There has been talk that President Obama should be given some slack on his first months as president; that he is in between a rock and a hard place and that should be taken into account rather than with critical harshness. The present reality of the United States is not a conducive situation for an ostentatious hand holding love affair with the President; it is a reality in which a face slap would be more relevant to the future success of both Obama’s presidency and the economic out-look for the United States. There are several points that Obama must address lest his historical term is looked upon with less than favorable memories.
Perception. President Obama is seen not as the Commander in Chief but as a Chairman of the board; in his effort to show that he trusts his appointees, there is the global appearance that he has over delegated the responsibility of running the country. When questioned about the AIG bonus scandal on Jay Leno, instead of stating what he would do, he spent the time reiterating how confident he was in Tim Geithner and what the congress and senate would do. What he should have stated was that the ‘buck stops with him’ and what his actions would be instead of giving the impression of standing at the sidelines. In order to create confidence in the United States for foreign investors and monetary agencies the President has to be seen not as a figure head of America but as America.
The cash flow injection into the domestic auto market. Though Obama’s press release on Monday did state that Ford and the others had six weeks to restructure, this will not be enough. Two of the major stumbling blocks for any success on the part of the auto makers in making their product commercially viable are the current union contracts and the administrative salary structures. The union contracts are not realistic in this economy and with a stead fast refusal to follow the economic trends of the market by rolling back wages, resisting lay offs of redundant jobs, etc, the union is imploding upon the people that it originally sought to protect. The union must be made to step down from its views of standing firm or all will find themselves without a job. Secondly, with the heavy cash flow injection, not only by the American government but Canadian governments as well, the pay structure of the administrative side of the auto makers must reflect the artificial floatability that has been afforded to them; the salaries must be dropped, even on the CEO level, down to reflect the realities of being a current ward of the governments and not based on previous profit margins.

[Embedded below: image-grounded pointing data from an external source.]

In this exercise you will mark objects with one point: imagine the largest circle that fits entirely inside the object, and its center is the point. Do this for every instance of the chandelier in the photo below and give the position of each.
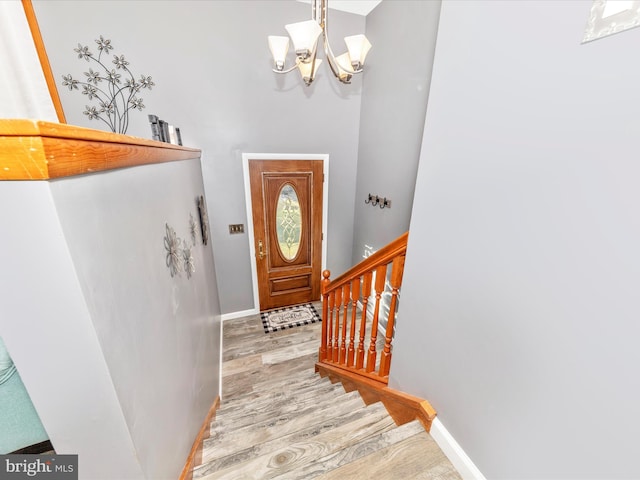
(305, 35)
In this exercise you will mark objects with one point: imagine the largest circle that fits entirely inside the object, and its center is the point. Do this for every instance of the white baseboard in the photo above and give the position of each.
(243, 313)
(454, 452)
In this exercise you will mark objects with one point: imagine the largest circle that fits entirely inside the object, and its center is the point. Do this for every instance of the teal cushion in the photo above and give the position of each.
(7, 368)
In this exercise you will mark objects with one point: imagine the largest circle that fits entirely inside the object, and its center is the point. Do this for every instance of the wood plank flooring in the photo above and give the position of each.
(278, 419)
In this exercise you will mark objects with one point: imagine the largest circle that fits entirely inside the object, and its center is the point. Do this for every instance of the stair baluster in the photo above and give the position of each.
(366, 292)
(346, 296)
(352, 294)
(397, 269)
(381, 276)
(336, 333)
(355, 294)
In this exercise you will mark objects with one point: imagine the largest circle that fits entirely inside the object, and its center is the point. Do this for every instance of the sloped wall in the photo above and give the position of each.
(519, 314)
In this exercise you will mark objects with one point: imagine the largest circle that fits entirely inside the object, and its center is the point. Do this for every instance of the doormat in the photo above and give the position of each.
(289, 317)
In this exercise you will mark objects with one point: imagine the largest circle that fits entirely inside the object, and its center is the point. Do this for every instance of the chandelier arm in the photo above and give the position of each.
(331, 58)
(285, 71)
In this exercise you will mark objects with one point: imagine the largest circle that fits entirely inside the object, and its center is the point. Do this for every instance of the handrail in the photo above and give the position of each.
(382, 256)
(36, 150)
(348, 295)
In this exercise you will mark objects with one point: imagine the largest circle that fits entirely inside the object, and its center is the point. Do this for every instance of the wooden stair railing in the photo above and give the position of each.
(364, 366)
(340, 299)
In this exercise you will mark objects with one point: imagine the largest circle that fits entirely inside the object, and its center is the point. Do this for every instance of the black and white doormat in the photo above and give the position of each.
(289, 317)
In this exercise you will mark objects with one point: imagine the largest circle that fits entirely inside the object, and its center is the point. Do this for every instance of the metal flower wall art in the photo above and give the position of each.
(174, 253)
(113, 86)
(179, 252)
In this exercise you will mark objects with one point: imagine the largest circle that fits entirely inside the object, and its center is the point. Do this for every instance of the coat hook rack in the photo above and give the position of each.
(375, 200)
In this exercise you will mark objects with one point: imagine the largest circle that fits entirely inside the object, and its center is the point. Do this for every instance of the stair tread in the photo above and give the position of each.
(298, 407)
(284, 389)
(266, 438)
(417, 457)
(296, 454)
(263, 378)
(274, 405)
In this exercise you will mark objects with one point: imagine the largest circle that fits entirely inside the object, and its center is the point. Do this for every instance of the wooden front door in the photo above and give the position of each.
(286, 199)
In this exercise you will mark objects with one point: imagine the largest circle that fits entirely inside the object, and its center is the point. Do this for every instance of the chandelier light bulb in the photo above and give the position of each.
(305, 36)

A lesson should have been learned with the AIG bonus scandal of government monies being used for other than the company’s commercial viability. AIG is the largest of the known companies that have received monies from the trillions released, however without transparency all monetary bailouts of financial institutions, though it may not be so, gives people the impression that this is not a rarity but a popular route used with taxpayer’s money. While there are motions for 100% taxability on those monies, the President needed to show that these types of actions were unacceptable immediately rather than have Tim Geithner take the flack, wasting time defending his Treasury Secretary.
To effectively stimulate the economy, investors need to have confidence in the fiscal and insurance institutions they are dealing with. The president’s economic stimulus package does not provide that confidence as investors are unsure which of the institutions are only fiscally salient because of government cash injections. Investors will not risk their personal monies unless they have a reasonable expectation that their returns will be solid. Banks that are no longer stand alone should be publically noted. In the short term the economic slump will dip sharply as these investors in these non-viable institutions fold up because of investor pull outs. However, in the long run the fewer institutions in the market that are fiscally responsible and solid will strengthen investor confidence and cause a gradual increase and stabilize the markets as the willingness to put monies forth in other economic areas isn’t reliant on government artificial stabilization.
The “On Time” bill before the American Senate. This bill legislates an extra import tax on trucks coming from and to Canada and Mexico to be collected at the Border before the trucks enter and leave the United States. Allowing even contemplation of this bill shows a lack of concern for the dependent nature of the United States of goods being purchased and sold in the other two countries. This is an overt protectionist action that will hurt the American economy not only from a manufacturing point of view but from a consumer point of view. If there aren’t the products to be sold, then the store that is supposed to be selling them will not receive their profits or will have to hike the price up because of the increased tax that would be passed along to the consumer. To stimulate an economy the supply must be economical to the consumer to bolster their confidence in the stability of the market.
There needs to be an immediate restructuring of the unemployment and welfare legislation on a nationwide scale. The citizenry of the United States who are collecting the various benefits are turning down minimum wage jobs because of the wage allotment ratio. Minimum wage does not allow a person to pay their bills and the fear that any monies earned by taking a minimum wage job against their welfare or unemployment monies makes people resist those jobs that are still necessary to create a stable job market and spending monies to use in other areas of the economy that stimulate further job growth. By increasing the allowable earnings before the state benefits are cut off or deducted there is there would be more effort into taking jobs that need to be done without people worrying about the damage it will do on their ability to pay their bills by doing so.
These are only a few issues that President Obama needs to deal with if he is to pull the United States out of the recession and instill confidence in the country as a power player once again. Once Obama has proven that he is willing to take responsibility rather than be sate in delegating his presidency then it will be a time for hand holding. For now, Obama needs to step up or step out.